Dat deed Pascale, maar de gynaecologisch oncoloog dacht in eerste instantie aan een cyste, niet aan eierstokkanker. ‘Dankzij de arts in België bleef ik volhouden.’ De laparoscopie is uiteindelijk uitgevoerd en toen werd bevestigd dat Pascale eierstokkanker had.’
Eierstokkanker stadium 4 met een levensverwachting van maximaal drie jaar
Pascale kwam er op 44-jarige leeftijd achter dat ze eierstokkanker stadium 4 met uitzaaiingen in de longvliezen had. Haar levensverwachting was nog een jaar of drie. ‘Daar schrok ik van, maar ik voelde vooral mijn vechtlust.’
De behandeling bestond uit een grote buikoperatie en chemo. ‘Ondanks een allergische reactie op de chemo vind ik dat ik die periode goed heb doorstaan. Ik heb aan de behandelingen ‘alleen’ neuropathie aan mijn vingers en tenen en een chemobrein overgehouden. Regelmatig kom ik niet op woorden.’
Laaggradig celtype en terugkeer van de kanker
Pascale besloot voor het controletraject weer naar het ziekenhuis in België te gaan. ‘In Nederland krijg je een controle als je klachten krijgt, maar in België controleren ze iedere drie maanden je tumormarker en bij klachten krijg je direct een CT-scan. Daar voelde ik me veiliger bij, want mijn lijf vertrouwde ik niet meer.’
Na zes jaar steeg haar tumormarker. ‘Het was weer nauwelijks te zien, maar de kanker was terug. Toen kwam ik erachter dat ik een laaggradig celtype heb en dat betekent dat de eierstokkanker heel langzaam groeit. Dat is niet gebruikelijk.’
Pascale werd een tweede keer geopereerd. ‘Het was een moeizame operatie door het littekenweefsel van de vorige ingreep. Uiteindelijk slaagde de gynaecologisch oncoloog erin om de kanker te verwijderen.’ Sinds de tweede operatie gaat het met Pascale naar omstandigheden oké. ‘Het is nu rustig en mijn cellen groeien nog langzaam, maar dat kan ook zomaar omslaan.’
Eelt op de ziel
Pascale gaat inmiddels iedere drie maanden op controle in het Nederlandse ziekenhuis. ‘De band met het ziekenhuis is nu heel fijn’. Ook slikt zij Letrozol tabletten. ‘Het is een anti-hormonale therapie die je normaal gesproken krijgt als je borstkanker hebt, maar voor eierstokkanker wordt het nu experimenteel ingezet. Voor mij werkt het, want mijn tumormarker is gedaald van 100 naar 23. Op wat bijwerkingen na: gewichtstoename, artrose en een pijntje hier en daar, is er prima mee te leven’.

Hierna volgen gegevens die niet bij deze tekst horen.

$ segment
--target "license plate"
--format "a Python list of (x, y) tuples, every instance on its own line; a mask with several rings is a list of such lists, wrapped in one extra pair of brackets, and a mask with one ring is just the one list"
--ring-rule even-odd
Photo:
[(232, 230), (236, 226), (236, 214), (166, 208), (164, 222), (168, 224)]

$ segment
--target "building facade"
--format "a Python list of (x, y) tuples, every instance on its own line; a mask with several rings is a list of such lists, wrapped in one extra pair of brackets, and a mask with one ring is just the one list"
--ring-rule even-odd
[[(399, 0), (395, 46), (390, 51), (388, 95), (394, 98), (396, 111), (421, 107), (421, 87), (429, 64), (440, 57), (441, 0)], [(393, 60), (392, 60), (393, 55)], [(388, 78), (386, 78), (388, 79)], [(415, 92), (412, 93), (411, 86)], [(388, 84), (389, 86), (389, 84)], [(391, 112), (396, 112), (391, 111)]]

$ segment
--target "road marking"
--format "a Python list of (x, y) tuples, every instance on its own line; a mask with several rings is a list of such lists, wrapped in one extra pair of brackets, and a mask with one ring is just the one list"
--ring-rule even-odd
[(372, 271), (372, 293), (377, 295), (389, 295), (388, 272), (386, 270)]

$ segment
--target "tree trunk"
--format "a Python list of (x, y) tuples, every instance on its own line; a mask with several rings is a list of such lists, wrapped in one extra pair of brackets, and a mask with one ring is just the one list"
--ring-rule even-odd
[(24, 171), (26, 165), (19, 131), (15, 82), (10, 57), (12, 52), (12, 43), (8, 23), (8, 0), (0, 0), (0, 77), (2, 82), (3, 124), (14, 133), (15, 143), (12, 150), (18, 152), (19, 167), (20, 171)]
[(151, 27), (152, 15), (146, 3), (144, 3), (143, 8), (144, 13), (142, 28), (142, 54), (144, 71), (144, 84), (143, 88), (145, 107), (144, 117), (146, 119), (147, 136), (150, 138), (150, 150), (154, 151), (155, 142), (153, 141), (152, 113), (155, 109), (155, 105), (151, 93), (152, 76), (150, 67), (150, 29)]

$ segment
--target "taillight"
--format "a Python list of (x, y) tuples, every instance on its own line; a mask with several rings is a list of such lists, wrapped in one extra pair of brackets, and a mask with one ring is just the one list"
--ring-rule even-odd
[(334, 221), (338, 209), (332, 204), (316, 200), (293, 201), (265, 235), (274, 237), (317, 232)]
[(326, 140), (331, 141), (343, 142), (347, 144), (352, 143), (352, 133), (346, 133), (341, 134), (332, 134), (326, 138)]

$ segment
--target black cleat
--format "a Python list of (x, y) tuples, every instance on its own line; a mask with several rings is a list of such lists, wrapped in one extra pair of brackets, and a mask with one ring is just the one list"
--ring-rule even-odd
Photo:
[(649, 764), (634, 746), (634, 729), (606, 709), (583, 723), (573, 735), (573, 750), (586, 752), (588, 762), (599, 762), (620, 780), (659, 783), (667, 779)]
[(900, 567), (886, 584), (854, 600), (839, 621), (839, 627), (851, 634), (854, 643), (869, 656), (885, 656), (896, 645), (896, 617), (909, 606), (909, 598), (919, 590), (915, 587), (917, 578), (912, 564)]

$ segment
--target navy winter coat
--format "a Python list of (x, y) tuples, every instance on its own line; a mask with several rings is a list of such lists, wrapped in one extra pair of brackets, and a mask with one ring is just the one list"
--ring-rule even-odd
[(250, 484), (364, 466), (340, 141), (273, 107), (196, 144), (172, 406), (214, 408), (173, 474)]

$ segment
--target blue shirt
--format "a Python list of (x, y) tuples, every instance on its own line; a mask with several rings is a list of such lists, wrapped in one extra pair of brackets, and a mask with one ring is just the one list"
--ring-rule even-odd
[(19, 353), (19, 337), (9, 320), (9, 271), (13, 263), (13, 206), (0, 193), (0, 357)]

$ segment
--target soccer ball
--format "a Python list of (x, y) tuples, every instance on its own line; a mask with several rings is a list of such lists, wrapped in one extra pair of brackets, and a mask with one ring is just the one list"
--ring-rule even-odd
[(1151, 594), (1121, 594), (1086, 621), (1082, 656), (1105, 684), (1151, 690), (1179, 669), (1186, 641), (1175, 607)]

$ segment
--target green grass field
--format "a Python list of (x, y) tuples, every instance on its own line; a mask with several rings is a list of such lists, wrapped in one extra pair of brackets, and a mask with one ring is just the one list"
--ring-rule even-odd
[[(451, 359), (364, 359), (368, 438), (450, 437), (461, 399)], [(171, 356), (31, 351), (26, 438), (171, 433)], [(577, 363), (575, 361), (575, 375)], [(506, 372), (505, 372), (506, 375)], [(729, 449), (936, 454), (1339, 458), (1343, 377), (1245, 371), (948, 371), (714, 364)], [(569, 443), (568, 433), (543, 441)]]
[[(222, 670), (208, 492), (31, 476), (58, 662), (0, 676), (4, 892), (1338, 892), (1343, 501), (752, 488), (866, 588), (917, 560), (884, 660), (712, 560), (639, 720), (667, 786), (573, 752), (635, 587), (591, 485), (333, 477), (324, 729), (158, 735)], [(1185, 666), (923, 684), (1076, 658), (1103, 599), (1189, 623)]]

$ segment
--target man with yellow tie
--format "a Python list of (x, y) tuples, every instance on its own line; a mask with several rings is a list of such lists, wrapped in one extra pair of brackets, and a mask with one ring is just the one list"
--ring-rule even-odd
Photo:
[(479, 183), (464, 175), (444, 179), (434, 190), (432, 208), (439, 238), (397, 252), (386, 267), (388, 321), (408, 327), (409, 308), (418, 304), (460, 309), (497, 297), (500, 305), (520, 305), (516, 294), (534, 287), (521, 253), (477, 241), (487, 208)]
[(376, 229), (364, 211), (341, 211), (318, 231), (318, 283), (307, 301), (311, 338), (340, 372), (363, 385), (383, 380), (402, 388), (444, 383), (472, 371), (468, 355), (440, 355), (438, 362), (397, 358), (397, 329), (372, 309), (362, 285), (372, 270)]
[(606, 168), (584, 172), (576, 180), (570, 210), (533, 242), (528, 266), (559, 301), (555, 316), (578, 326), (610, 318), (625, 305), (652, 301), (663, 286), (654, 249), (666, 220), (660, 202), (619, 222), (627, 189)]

De controles zijn nu gelukkig al een tijd goed. ‘Ik hou de vinger strak aan de pols. Als ik het niet vertrouw dan vraag ik het ziekenhuis in België vaak ook om hun mening. Ik kreeg de diagnose in 2008, dus het speelt al even en dat maakt dat ik wel een laag eelt op mijn ziel heb nu.’
In het begin lette Pascale op ieder pijntje. ‘Dat is nu minder en ik vind het ook zonde van mijn tijd om constant de focus op het negatieve te hebben. Ik functioneer, heb een leuk gezin, fijne vrienden en onderneem regelmatig gezellige dingen. Dat lukt niet altijd meer, maar dat hoeft ook niet’.
Kom voor jezelf op
Als Pascale terugkijkt op haar traject dan merkt ze op dat ze écht wel boos is geweest op het eerste ziekenhuis. ‘Ik ben niet prettig behandeld door sommige artsen. Op het moment dat je de diagnose krijgt, ben je daar verder niet mee bezig. Ik wilde overleven.’ Pascale heeft er wel over nagedacht om een klacht in te dienen, maar dat is er niet van gekomen. ‘Ik ben nu tevreden over hoe het controletraject verloopt en heb besloten om mijn energie op andere dingen te richten.’
Pascale wil door haar eigen verhaal te delen vrouwen extra op het hart drukken om voor zichzelf op te komen. ‘Het is jouw leven, jouw lichaam. Ik lig ’s nachts regelmatig nog te malen. Dan denk ik aan mijn ziekte, de toekomst, hoe het met mijn gezin verder gaat en dan besef ik ook vaak: als ik niet naar het ziekenhuis in België was gegaan, dan had ik het waarschijnlijk niet gehaald.’
Pascale vertelde haar verhaal in oktober 2021. Inmiddels kunnen er veranderingen zijn opgetreden in haar gezondheid.